Di samping itu, untuk sumber cadangan air tanah yang tersimpan dalam hulu hutan Bowosie yang sambung menyambung dengan hutan endemik Flores, yaitu hutan Mbeliling. Sumber air irigasi sawah dataran Nggorang dan sekitarnya. Juga, sebagai sumber pasokan udara bersih berupa oksigen bagi manusia dan makhluk hidup lainnya.
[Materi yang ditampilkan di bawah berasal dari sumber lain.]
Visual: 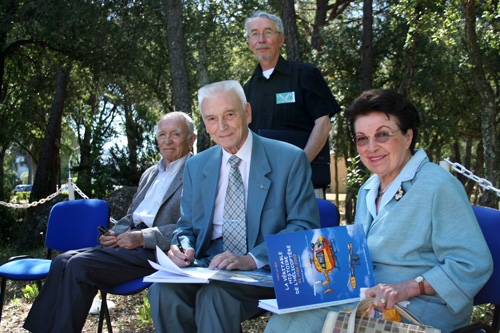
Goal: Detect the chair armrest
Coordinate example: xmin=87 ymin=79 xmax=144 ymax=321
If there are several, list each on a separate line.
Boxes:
xmin=7 ymin=254 xmax=33 ymax=262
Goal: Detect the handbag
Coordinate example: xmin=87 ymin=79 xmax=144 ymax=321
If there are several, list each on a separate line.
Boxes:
xmin=322 ymin=298 xmax=441 ymax=333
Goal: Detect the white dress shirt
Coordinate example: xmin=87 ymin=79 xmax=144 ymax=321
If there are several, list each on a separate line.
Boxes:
xmin=212 ymin=132 xmax=253 ymax=239
xmin=132 ymin=155 xmax=187 ymax=228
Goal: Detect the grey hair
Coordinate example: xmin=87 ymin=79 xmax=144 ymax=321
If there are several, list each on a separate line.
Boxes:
xmin=198 ymin=80 xmax=247 ymax=116
xmin=245 ymin=10 xmax=285 ymax=38
xmin=155 ymin=111 xmax=194 ymax=139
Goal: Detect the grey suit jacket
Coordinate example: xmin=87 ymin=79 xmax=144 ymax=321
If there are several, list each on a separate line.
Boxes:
xmin=173 ymin=132 xmax=320 ymax=266
xmin=111 ymin=153 xmax=191 ymax=251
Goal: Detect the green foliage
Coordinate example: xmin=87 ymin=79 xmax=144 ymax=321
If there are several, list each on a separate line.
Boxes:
xmin=136 ymin=290 xmax=153 ymax=325
xmin=22 ymin=284 xmax=39 ymax=303
xmin=471 ymin=304 xmax=493 ymax=325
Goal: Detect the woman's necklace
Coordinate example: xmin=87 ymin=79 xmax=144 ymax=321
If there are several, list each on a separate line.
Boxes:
xmin=378 ymin=179 xmax=394 ymax=196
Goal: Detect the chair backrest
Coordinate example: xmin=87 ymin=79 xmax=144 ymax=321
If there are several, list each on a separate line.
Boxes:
xmin=316 ymin=198 xmax=339 ymax=228
xmin=45 ymin=199 xmax=109 ymax=252
xmin=472 ymin=206 xmax=500 ymax=305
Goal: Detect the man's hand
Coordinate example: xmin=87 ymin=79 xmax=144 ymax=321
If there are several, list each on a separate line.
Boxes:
xmin=208 ymin=251 xmax=257 ymax=271
xmin=99 ymin=231 xmax=117 ymax=247
xmin=167 ymin=245 xmax=194 ymax=268
xmin=116 ymin=230 xmax=144 ymax=250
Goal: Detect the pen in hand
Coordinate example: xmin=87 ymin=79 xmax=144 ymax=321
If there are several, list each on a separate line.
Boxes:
xmin=176 ymin=236 xmax=189 ymax=265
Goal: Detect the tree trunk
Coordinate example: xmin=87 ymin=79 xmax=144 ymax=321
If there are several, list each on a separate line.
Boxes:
xmin=311 ymin=0 xmax=328 ymax=51
xmin=30 ymin=65 xmax=71 ymax=201
xmin=360 ymin=0 xmax=373 ymax=92
xmin=196 ymin=39 xmax=211 ymax=153
xmin=281 ymin=0 xmax=302 ymax=61
xmin=77 ymin=123 xmax=92 ymax=195
xmin=462 ymin=0 xmax=499 ymax=208
xmin=123 ymin=100 xmax=138 ymax=174
xmin=164 ymin=0 xmax=191 ymax=114
xmin=0 ymin=142 xmax=10 ymax=201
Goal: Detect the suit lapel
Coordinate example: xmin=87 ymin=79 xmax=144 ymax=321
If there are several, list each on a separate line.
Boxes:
xmin=161 ymin=153 xmax=192 ymax=205
xmin=247 ymin=133 xmax=272 ymax=248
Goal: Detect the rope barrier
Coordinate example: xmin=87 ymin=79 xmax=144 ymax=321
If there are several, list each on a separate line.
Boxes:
xmin=444 ymin=158 xmax=500 ymax=197
xmin=0 ymin=179 xmax=118 ymax=224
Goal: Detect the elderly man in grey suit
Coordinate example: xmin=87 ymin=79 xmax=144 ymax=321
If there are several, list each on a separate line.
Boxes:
xmin=24 ymin=112 xmax=196 ymax=333
xmin=149 ymin=81 xmax=320 ymax=333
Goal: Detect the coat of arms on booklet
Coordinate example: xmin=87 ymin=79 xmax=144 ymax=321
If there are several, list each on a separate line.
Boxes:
xmin=259 ymin=225 xmax=375 ymax=313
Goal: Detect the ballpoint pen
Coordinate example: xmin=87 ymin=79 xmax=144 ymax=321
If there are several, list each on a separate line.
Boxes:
xmin=176 ymin=236 xmax=189 ymax=265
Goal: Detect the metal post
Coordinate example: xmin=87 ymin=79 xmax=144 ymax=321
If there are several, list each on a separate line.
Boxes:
xmin=68 ymin=178 xmax=75 ymax=200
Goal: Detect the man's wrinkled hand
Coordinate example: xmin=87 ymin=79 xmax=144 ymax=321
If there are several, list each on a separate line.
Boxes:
xmin=99 ymin=231 xmax=117 ymax=247
xmin=167 ymin=245 xmax=194 ymax=268
xmin=116 ymin=230 xmax=144 ymax=250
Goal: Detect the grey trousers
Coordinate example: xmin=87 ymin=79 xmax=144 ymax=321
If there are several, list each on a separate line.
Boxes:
xmin=148 ymin=281 xmax=275 ymax=333
xmin=24 ymin=246 xmax=156 ymax=333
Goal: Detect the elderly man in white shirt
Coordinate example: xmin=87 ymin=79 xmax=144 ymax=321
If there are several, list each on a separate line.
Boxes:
xmin=24 ymin=112 xmax=196 ymax=333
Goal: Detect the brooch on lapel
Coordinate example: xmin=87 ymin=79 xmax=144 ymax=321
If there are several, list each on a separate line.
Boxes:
xmin=394 ymin=185 xmax=405 ymax=201
xmin=259 ymin=184 xmax=269 ymax=191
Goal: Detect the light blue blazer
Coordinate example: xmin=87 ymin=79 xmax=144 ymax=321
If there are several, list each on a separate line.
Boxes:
xmin=173 ymin=132 xmax=320 ymax=266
Di samping itu pula, hutan Bowosie, dapat dijadikan sebagai oase yang berfungsi untuk mengatur kelembaban udara di alam semesta ini.( Bdk: Wikipedia, 2021).
Mengapa?
Era 1980an-1990an, kalau petani dan atau pekebun, atau pun masyarakat Labuan Bajo, dan sekitarnya. Sebut saja, seperti kampung Lancang, kampung Sernaru, kampung Wae sambi, dan kampung Waemata; serta anak sekolah, mengambil “Wase Wewu”( red. Dialeg Manggarai,tali hutan yang tumbuh merambat di dalam kanopi hutan). Diambil untuk digunakan mengikat tali pagar kebun,dan /atau kintal pekarangan rumah atau pagar sekolah.
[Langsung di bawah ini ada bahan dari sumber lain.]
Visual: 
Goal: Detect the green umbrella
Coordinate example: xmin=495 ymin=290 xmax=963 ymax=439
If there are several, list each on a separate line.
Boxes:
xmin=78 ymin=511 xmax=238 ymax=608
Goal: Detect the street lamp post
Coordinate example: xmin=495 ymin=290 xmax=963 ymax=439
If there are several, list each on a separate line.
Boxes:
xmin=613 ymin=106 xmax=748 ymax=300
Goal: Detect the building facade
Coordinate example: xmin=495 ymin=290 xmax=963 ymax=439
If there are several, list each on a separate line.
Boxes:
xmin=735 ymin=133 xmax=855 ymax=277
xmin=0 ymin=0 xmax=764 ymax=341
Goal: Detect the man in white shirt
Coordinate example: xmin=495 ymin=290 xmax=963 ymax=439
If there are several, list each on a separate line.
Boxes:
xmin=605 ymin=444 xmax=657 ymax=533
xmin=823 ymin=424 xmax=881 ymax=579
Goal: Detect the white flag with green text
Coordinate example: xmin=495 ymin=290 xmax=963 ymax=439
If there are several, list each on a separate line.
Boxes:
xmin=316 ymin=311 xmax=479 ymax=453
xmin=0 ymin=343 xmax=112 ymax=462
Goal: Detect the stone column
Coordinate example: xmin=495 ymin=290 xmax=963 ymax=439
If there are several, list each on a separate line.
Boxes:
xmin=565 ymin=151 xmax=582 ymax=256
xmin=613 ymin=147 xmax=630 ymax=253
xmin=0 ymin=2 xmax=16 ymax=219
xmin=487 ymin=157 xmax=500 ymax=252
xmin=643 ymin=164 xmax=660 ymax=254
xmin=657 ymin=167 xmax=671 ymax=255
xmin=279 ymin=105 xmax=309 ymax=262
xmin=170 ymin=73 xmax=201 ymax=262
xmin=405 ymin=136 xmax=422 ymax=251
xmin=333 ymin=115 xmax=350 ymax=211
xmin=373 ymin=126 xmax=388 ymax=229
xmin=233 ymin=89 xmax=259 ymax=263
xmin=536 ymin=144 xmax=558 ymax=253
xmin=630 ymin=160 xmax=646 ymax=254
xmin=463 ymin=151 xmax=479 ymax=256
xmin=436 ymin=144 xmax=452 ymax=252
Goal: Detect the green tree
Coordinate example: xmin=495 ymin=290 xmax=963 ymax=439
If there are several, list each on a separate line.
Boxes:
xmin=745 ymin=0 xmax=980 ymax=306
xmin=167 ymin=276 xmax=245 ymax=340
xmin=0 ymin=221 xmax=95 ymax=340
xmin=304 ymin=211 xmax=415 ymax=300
Secara umum, Hutan memiliki fungsi sebagai penampung karbondioksida (CO2), habitat hewan, modulator arus hidrologika, dan pelestarian tanah serta merupakan satu diantara aspek biosfer Bumi yang paling penting. Keberadaan “hutan “ membawa dampak yang positip baik bagi manusia atau pun lingkungan dan makhluk hidup lainnya. Menjaga keseimbangan ekosistem alam secara berkelanjutan.
Sejalan dengan itu, fungsi hutan berdasarkan definisi para ahli sebagai berikut. Pertama, menurut Spuur(1973), Hutan ialah sekumpulan pohon-pohon atau tumbuhan yang terdapat kerapatan dan luas tertentu yang dapat menciptakan iklim setempat serta keadaan ekologis yang berbeda dengan di luar hutan.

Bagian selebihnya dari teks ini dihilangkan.